Food Sick

Food Sick: Busting the Health Halo Effect

6 minutes read

In an ever-changing food market, it’s critical to understand which products are healthy and which are not — regardless of flashy packaging or persuasive health claims. 

Even though a food product may be advertised as “healthy” doesn’t necessarily mean it is. This marketing strategy and use of nutrition trends and buzzwords (such as “organic,” “fat-free,” and “refined sugar-free”) produce a health halo effect that commonly misleads consumers into thinking they’ve made a healthier choice when that’s not necessarily the case. 

This can pose a challenge if your health goal is to eat foods that improve your metabolic health. But just how do you demystify food packaging to make informed, health-conscious decisions about the products you’re buying? How do you avoid falling victim to the health halo effect?

What is the health halo effect?

The health halo effect is any labeling or marketing that gives the perception that a particular food is good for you, even when there is little or no evidence to support this claim [1]. 

While not always created to deceive, food manufacturers often use the health halo to influence consumers’ purchasing decisions. Research on front-of-package (FOP) labeling shows that nutrient content claims (such as, “organic,” “sugar-free,” etc.) can generally influence consumers to perceive foods as healthier [1]. Because of this, it’s important to identify and analyze marketing strategies like FOP labeling and understand the overall nutritional value of the food product. 

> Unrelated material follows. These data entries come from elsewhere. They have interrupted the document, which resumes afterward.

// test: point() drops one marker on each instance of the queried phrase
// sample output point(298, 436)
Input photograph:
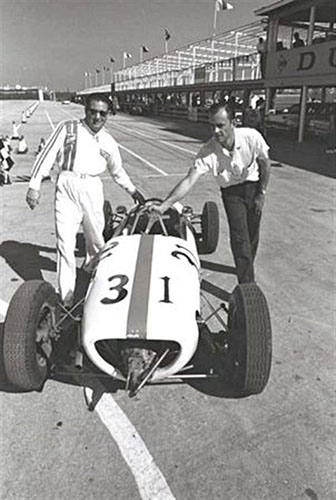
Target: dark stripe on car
point(138, 309)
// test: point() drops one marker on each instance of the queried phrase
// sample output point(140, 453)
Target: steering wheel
point(153, 216)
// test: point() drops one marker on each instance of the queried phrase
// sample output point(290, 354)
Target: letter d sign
point(307, 61)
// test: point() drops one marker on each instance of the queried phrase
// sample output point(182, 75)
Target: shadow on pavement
point(218, 268)
point(25, 259)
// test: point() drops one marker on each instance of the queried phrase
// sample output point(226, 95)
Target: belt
point(77, 174)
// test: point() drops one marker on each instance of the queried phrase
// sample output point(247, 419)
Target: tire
point(108, 216)
point(249, 340)
point(210, 227)
point(30, 315)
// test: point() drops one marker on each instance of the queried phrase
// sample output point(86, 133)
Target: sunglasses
point(96, 112)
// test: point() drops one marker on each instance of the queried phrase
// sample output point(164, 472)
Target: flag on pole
point(223, 5)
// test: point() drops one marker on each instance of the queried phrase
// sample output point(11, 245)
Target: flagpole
point(215, 20)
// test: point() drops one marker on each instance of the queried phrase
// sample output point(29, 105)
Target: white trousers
point(79, 200)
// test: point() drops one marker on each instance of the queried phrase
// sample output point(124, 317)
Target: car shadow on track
point(25, 259)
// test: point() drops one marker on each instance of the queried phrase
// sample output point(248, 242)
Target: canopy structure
point(233, 44)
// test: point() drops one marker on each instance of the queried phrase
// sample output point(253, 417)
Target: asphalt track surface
point(177, 442)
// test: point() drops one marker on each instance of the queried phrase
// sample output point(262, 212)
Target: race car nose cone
point(138, 363)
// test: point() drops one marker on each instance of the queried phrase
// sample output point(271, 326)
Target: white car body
point(144, 287)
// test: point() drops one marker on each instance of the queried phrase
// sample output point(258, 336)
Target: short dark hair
point(97, 97)
point(222, 105)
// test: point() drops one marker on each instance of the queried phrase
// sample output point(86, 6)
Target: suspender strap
point(70, 145)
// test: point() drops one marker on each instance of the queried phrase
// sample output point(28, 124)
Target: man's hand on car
point(33, 197)
point(259, 203)
point(159, 207)
point(138, 197)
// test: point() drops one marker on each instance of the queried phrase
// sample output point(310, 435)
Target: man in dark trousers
point(83, 150)
point(238, 159)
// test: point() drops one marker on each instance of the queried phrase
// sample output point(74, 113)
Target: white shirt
point(94, 152)
point(237, 166)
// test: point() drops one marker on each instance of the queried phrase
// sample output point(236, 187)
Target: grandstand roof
point(234, 43)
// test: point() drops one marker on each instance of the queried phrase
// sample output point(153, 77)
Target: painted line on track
point(151, 483)
point(178, 147)
point(167, 143)
point(3, 308)
point(150, 480)
point(49, 120)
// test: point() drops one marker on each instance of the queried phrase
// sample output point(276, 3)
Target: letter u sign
point(332, 57)
point(307, 61)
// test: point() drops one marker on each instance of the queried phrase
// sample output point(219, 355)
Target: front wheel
point(28, 334)
point(249, 340)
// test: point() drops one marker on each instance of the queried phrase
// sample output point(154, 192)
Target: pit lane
point(275, 445)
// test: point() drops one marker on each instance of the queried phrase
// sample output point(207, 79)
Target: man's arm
point(180, 190)
point(43, 164)
point(264, 165)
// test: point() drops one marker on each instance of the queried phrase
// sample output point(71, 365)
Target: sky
point(53, 43)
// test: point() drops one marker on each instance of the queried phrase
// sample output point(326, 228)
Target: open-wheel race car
point(140, 321)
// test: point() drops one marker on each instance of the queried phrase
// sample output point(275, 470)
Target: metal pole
point(215, 21)
point(304, 91)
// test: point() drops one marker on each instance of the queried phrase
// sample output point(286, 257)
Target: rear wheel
point(249, 346)
point(28, 334)
point(210, 227)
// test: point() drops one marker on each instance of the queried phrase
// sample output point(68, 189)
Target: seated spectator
point(280, 46)
point(298, 42)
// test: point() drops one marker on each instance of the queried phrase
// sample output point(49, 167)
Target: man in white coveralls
point(83, 150)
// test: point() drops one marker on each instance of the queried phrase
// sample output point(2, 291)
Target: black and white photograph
point(167, 249)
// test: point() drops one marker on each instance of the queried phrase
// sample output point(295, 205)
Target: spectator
point(15, 133)
point(298, 42)
point(252, 118)
point(280, 46)
point(261, 48)
point(6, 163)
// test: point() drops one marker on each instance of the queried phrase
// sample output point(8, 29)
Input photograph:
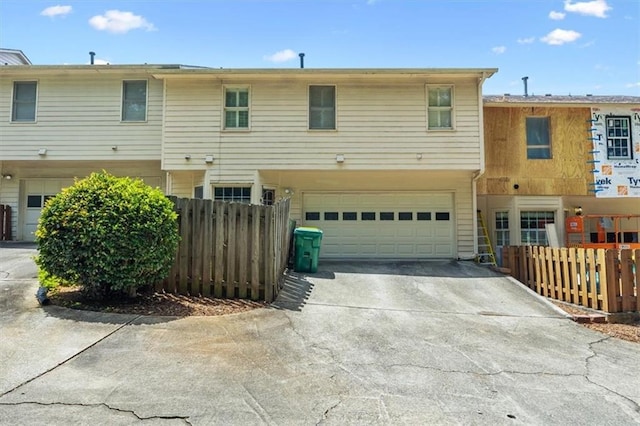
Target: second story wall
point(509, 168)
point(78, 116)
point(380, 124)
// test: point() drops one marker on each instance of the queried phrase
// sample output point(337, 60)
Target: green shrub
point(110, 235)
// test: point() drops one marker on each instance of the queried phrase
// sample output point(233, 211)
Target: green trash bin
point(307, 249)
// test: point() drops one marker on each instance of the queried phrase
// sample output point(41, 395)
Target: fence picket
point(255, 253)
point(220, 227)
point(604, 278)
point(626, 275)
point(244, 254)
point(565, 279)
point(185, 242)
point(229, 249)
point(207, 248)
point(270, 255)
point(573, 275)
point(196, 248)
point(592, 278)
point(231, 238)
point(550, 272)
point(636, 257)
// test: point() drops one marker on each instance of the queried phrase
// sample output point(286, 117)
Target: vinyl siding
point(78, 118)
point(380, 126)
point(458, 183)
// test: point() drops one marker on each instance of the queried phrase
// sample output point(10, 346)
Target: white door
point(37, 192)
point(382, 225)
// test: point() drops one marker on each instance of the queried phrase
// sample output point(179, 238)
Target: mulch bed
point(153, 303)
point(166, 304)
point(629, 332)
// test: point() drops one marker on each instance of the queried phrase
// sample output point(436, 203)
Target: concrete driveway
point(356, 343)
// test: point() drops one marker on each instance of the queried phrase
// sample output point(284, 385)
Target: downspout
point(478, 174)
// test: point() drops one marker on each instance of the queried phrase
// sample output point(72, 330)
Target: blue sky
point(563, 46)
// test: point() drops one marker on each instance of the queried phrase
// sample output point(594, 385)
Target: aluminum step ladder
point(486, 255)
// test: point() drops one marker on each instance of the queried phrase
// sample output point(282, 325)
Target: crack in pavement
point(71, 357)
point(325, 415)
point(432, 311)
point(634, 405)
point(101, 404)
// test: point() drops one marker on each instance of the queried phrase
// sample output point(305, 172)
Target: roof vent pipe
point(526, 93)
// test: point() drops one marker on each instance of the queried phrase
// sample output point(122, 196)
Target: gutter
point(478, 174)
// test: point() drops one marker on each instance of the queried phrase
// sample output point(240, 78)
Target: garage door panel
point(403, 225)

Examples of common health halo terminology

Health halo terms are everywhere, but most people actually don’t know what they mean. This is by design: the words are deliberately vague and empty, so you overestimate how healthy a food or beverage is based on a single “positive” health claim.


According to a Pew Research poll, more than 55% of the U.S. population believes that organic produce is better for you than conventional produce, even though it’s often more expensive [1]. But what does organic even mean?

At its root, organic agriculture aims to maintain and improve the health of the environment (the ecosystems where food is grown) and all the living organisms involved in the growth and consumption of these foods. (This includes the tiny organisms in the soil and human beings alike) [2]. 

With this in mind, there are good reasons to choose organic for health and environmental concerns. However, labeling a food “organic” doesn’t simply imply that the product is nutritious or healthy, and the U.S. Food and Drug Administration (FDA) doesn't regulate the term. Organic foods are also hard to come by in many areas of the U.S., where millions of Americans lack access to fresh produce, organic or not.

While it may be tempting to think that organic foods are less processed, at the very least, the truth is that plenty of ultra-processed foods bear the organic stamp but can wreak havoc on your metabolic health.

Reese’s, for instance, makes an organic peanut butter chocolate cup with 13 grams of sugar per serving — less than the 22 grams in its non-organic counterpart but still more than a third of the daily recommended sugar intake [3]. At the end of the day, candy is candy. While an option with lower sugar may be better for you, the candy coming from organic sources doesn’t make it a healthy food. 


While “gluten-free” is a voluntary claim that manufacturers may choose to use in labeling their foods, any food product bearing a “gluten-free” claim must comply with FDA regulations. The label provides consumers with a standardized mechanism for managing their health and dietary intake – particularly those with celiac disease, a chronic immune disorder triggered by the digestion of gluten, a mixture of proteins that are naturally found in certain grains, including wheat, rye, and barley [4]. 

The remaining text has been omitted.